– Zu Pier Paolo Pasolinis Gedicht aus „Die Glyzinie“ aus Pier Paolo Pasolini: Nach meinem Tod zu veröffentlichen. –
PIER PAOLO PASOLINI
aus: Die Glyzinie
Doch noch einmal: Sie sind nicht unberührt
vom Leben, sie sind Grabes-Wiedergänger,
die die Barbarei des Sagens nachbeten,
noch ohne über das Wort
zu verfügen, reines Violett über dem Grün…
Ich war tot, inzwischen wurde es April,
und die Glyzinie war da, blühte auf.
Wie zart ist dieser Leichenfarbton,
der das Gemäuer der Villa Sciarra überzieht,
auserwählt, vorausdeutend auf das
Ende der Zeit, die immer gefräßiger wird…
Verflucht seien meine Sinne,
die so geübt sind und immer waren,
doch nicht genug, um von den alten, neu
erwachten Blüten nicht versucht zu werden!

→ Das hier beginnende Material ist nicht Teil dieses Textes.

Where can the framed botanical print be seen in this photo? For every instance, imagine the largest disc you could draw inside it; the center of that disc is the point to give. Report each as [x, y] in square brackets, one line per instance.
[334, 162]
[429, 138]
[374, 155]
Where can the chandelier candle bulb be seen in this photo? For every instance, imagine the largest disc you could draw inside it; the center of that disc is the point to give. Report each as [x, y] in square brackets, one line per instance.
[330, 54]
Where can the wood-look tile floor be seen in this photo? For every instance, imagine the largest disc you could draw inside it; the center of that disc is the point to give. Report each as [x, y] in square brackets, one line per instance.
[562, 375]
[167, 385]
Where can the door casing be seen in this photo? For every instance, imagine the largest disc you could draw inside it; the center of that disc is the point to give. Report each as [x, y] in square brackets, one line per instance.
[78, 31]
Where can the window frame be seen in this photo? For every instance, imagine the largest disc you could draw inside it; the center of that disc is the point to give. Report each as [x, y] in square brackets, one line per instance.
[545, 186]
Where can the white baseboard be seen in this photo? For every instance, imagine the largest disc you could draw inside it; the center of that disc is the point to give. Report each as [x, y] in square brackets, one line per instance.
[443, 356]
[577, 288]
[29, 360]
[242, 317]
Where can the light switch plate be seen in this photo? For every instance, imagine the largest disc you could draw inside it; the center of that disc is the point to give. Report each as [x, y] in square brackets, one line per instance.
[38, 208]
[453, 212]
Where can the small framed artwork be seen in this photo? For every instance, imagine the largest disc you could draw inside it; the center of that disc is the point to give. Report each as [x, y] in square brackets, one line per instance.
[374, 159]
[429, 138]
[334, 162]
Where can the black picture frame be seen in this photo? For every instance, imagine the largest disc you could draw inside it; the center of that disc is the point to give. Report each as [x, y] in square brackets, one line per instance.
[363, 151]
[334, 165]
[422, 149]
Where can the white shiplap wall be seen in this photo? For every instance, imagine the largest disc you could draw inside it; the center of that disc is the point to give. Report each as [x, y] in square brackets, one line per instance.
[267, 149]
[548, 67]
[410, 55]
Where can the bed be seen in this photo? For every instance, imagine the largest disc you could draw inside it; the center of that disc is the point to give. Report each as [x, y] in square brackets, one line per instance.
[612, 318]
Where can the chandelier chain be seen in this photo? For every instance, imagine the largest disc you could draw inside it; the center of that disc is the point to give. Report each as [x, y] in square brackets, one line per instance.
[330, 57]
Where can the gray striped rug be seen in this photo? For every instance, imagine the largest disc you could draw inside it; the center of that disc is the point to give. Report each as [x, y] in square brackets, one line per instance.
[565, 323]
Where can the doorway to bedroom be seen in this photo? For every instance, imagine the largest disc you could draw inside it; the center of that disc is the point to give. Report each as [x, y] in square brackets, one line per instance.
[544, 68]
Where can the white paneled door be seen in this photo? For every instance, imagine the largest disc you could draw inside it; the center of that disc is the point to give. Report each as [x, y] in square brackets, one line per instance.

ganz ähnlich wie der mutige Serhij Zhadan in seinem Band Antenne (2020), der in Ghana geborene Dichter Kwame Dawes die Stimmen von schwarzen, verstorbenen Frauen der Jim-Crow-Ära in South Carolina aus den Gräbern wiederkehren. Dieser Gedichtband, darin Zorn und Schrecken, aber auch Individualität und Stolz der verstorbenen Frauen wieder auferstehen, um es kurz zu machen, trägt den Titel: Wisteria, Swamp Country. Schnitt. Der Poesie aus der zweiten Lebenshälfte Pasolinis (ab 1955) schenkt nun die Übersetzerin und Literaturwissenschaftlerin Theresia Prammer eine tonlagenreiche Nachdichtung, worin sich auch dieser Ausschnitt des sich mehrseitig essayistisch, in wütenden Tiraden und Anrufungen entspinnenden Poems „Il glicine“ findet. In das Sinnbild der Glyzinie presst der Dichter eine gesamte Genealogie des Aufblühens angesichts von Ruinen, die zyklische Erneuerung des Begehrens angesichts einer abgestumpften Welt, in der alte Festungen, alte Konventionen, alte Institutionen, Regeln, Mythen, aber auch Moden, Gier und Hass jeglichem Blühen entgegenschlagen. An einer späteren Stelle schreibt Pasolini:
Du, der du rücksichtslos wiederkehrst,
nicht verjüngt, sondern nachgerade neugeboren,
Furor der Natur, der allersüßesten,
du drückst mich nieder […].
Theresia Prammer notiert in ihrem Nachwort:
Trotz ihres unverhohlen autobiographischen Charakters erschöpfen sich die Stücke […] nicht im Selbstporträt, verblüffen vielmehr durch die Konsequenz, mit der sie das persönliche Pathos in jedes andere Anliegen hineintragen.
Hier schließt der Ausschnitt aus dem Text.